The scale of demand Nvidia is still projecting

Huang projected that cumulative orders between 2025 and 2027 could reach $1 trillion.

And on the analyst side, Rosenblatt Securities raised its price target, arguing Nvidia’s full-stack advantage—spanning CUDA software, NVLink networking, and rack-scale systems—keeps it positioned to lead in inference as well as training.

The inference battleground: where the economics bite

Inference now dominates AI compute cycles

The sharpest pressure point is inference. Inference represents about two-thirds of all AI compute cycles, and the cost-per-token math tends to reward specialized hardware over general-purpose GPUs.

That economic reality creates room for hyperscaler chips, ASICs, and alternative platforms to win workloads—especially once deployed at scale inside the largest cloud environments.

Reuters reported that some analysts expect Nvidia to start losing share in 2027, once hyperscaler in-house ASIC programs reach meaningful scale in the inference market.

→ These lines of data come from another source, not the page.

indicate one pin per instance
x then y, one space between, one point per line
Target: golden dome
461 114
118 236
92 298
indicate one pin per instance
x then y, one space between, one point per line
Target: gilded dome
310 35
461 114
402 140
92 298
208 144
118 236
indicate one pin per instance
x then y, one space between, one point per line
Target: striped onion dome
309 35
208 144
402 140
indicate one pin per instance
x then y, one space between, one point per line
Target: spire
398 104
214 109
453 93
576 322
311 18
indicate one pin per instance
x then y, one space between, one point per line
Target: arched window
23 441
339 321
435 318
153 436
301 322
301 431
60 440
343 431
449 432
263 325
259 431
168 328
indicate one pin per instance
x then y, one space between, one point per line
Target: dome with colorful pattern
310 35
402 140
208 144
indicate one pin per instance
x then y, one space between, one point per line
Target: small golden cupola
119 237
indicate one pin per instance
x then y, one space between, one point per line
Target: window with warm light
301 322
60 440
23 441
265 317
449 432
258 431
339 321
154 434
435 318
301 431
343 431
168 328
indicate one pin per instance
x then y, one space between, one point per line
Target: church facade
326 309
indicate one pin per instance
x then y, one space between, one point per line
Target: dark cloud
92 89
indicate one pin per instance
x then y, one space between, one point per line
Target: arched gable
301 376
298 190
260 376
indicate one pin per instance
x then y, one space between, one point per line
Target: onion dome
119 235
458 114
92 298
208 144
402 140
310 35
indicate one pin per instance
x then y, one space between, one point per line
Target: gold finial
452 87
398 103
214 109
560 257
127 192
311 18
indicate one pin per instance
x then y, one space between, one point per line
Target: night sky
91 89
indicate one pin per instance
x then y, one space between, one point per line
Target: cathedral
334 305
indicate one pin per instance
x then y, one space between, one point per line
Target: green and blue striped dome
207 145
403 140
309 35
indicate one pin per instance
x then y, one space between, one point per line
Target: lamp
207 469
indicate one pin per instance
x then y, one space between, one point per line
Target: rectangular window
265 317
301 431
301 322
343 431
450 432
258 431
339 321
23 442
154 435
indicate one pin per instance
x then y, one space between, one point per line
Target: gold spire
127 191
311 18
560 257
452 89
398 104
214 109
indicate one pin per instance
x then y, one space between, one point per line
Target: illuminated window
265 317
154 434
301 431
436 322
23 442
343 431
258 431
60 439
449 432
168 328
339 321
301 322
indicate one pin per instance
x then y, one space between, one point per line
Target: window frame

This doesn’t require Nvidia to “lose” on performance alone. If hyperscalers can meet their inference needs at a better cost profile with their own silicon, they can shift volumes even while Nvidia remains strong on the high end.

Software ecosystems: CUDA’s strength and the push to reduce switching friction

CUDA remains Nvidia’s core moat

Nvidia’s strongest defense is still CUDA, supported by over five million active developers. That developer base matters because it lowers deployment friction, speeds iteration, and keeps workloads tightly aligned with Nvidia’s stack.

Competitive stacks are closing gaps and lowering barriers to exit

At the same time, pressure is building from multiple software directions:

AMD is advancing with its open-source ROCm platform
Hyperscalers are building their own stacks that reduce the pain of moving away from Nvidia hardware:
Google’s XLA
Amazon’s Neuron SDK
Microsoft’s custom toolchain

The effect isn’t a single clean rivalry. As Business Insider put it, the competitive environment is becoming “a rapidly widening and increasingly tangled field, even as Nvidia remains miles ahead.”